For $n\ge 6$, it takes $n+1$ blocks - see part 2 for the construction. For $2\le n\le 5$, it takes $n+2$ blocks. The $n+2$-block shape that works:
Part 1
Label the blocks based on their centers, placed at lattice points. The shape that does it has blocks at $(-1,0,0,\dots)$, $(0,0,0,\dots)$, $(1,0,0,\dots)$, $(1,1,0,\dots)$, $(1,1,1,\dots)$, and so on until we fill in all of the coordinates with ones.
Why does this work? We prove it inductively, taking the $2$-dimensional L-shape as the base case and showing that an isometry (of any dimension) that fixes the shape must fix each individual block. Our shape is a "worm" with each block connected to two others except for the ends which are only connected to one block each. The two ends are also distinguishable; only one is part of a three-block straight line.

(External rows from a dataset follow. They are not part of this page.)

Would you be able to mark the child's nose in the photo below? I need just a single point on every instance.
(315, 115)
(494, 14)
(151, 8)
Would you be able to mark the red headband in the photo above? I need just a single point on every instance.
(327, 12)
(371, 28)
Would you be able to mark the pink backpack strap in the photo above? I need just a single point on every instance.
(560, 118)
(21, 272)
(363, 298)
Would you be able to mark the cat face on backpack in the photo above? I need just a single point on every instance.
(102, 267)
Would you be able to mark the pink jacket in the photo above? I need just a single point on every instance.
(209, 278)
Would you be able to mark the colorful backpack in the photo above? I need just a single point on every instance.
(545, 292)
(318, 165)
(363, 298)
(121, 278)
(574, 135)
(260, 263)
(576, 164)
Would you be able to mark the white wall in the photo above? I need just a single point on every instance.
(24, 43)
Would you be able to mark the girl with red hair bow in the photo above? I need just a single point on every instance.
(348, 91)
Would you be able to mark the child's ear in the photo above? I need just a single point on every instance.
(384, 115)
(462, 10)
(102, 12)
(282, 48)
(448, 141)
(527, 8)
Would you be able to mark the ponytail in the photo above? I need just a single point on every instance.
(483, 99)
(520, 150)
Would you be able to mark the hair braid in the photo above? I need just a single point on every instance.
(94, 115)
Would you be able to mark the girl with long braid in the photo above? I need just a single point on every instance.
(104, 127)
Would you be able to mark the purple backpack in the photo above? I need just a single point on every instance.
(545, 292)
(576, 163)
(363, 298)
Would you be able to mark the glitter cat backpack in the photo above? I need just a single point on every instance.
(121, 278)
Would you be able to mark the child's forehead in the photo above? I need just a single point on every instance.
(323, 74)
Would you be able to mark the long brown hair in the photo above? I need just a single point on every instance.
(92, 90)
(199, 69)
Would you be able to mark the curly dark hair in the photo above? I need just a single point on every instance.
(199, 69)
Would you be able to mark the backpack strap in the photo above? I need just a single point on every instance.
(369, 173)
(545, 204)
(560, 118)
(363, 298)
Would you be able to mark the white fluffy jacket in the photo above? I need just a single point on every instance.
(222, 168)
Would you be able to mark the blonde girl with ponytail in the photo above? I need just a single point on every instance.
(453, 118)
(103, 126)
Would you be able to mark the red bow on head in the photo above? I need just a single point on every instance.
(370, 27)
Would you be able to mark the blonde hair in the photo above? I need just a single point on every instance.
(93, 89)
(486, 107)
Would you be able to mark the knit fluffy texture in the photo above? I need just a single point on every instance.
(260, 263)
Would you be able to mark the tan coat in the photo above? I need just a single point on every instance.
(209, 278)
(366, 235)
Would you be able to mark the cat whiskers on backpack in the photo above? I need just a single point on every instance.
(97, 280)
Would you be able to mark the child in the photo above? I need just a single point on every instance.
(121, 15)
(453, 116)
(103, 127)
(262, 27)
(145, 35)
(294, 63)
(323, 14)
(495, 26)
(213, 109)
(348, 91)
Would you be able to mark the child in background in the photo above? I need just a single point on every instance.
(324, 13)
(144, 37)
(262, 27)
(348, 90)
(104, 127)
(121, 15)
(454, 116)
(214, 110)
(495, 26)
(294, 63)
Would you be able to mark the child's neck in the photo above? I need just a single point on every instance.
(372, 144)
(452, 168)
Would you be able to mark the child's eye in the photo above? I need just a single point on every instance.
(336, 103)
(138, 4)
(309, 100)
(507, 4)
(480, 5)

Call that end the "head" and the end that isn't part of such a block the tail.
So then, suppose an isometry maps the shape to itself. Since numbers of connections stay the same, the ends must map to the ends. Since the ends are distinguishable, the head must map to the head and the tail must map to the tail. Cut off the tail block, reducing us to the shape with one less dimension. By the inductive hypothesis, the isometry fixes each block of the reduced shape. Add the fixed tail block back in, and the isometry fixes all of the blocks.
Finally, take the $n$-dimensional shape and restrict our isometry to an isometry of $\mathbb{R}^n$. The vector differences between centers of blocks span $\mathbb{R}^n$, so an isometry that fixes every block fixes a spanning set, and must fix all of $\mathbb{R}^n$. Done.
Part 2
While the above shape always works, it isn't necessarily minimal. To pin down the exact minimum, first note that any shape with $n$ or fewer blocks in it fits in $n-1$ or fewer dimensions; each new block is connected to a previous block, and those $\le n-1$ vectors don't span the full space. Then we just have to take an isometry that fixes all of the dimensions the shape is in, and reflects in one of the other dimensions. Therefore, the minimum is always at least $n+1$.
For $n\ge 6$, the minimum is equal to $n+1$. The seven blocks of the six-dimensional shape: $(0,0,0,0,0,0)$, $(1,0,0,0,0,0)$, $(0,1,0,0,0,0)$, $(0,1,1,0,0,0)$, $(0,0,0,1,0,0)$, $(0,0,0,1,1,0)$, $(0,0,0,1,1,1)$. We have a base block with three "tails" of different lengths coming from it, and that base block is the only block connected to more than two other blocks. Since the tails have different lengths, they're distinguishable and any isometry must fix each tail. Like our $n+2$ example, this uses all the dimensions, and thus any isometry that fixes all the blocks fixes everything.
For $n>6$, we extend this shape by adding more blocks to the longest tail, up to $(0,0,0,1,1,1,\dots,1)$. All the key properties remain, and the shape has no nontrivial isometries.
Part 3
That leaves $n\le 5$. To get a slightly better understanding, I'll turn to graph theory here; if we take the blocks as vertices and adjacent connections as edges, we have a graph. A shape of $n+1$ blocks that uses all dimensions must have its graph be a tree; the $n$ edges are linearly independent, and there are no cycles
Now, any graph automorphism of this tree induces an isometry of the shape. We will now show that any tree on three to six vertices has nontrivial automorphisms, and thus any $n$-dimensional shape of $n+1$ blocks has a nontrivial isometry for $2\le n\le 5$.
Three vertices: There's only one tree up to automorphism. Swapping the two ends is an automorphism.
Four vertices: There are two trees up to automorphism:

Both of them have nontrivial automorphisms; reverse the order for the first, shuffle the leaves for the second.
Five vertices: There are three trees up to automorphism:

All have nontrivial automorphisms, easily visualized.
Six vertices: There are six trees up to automorphism:

Once again, all have nontrivial automorphisms; swapping tails of equal length always works.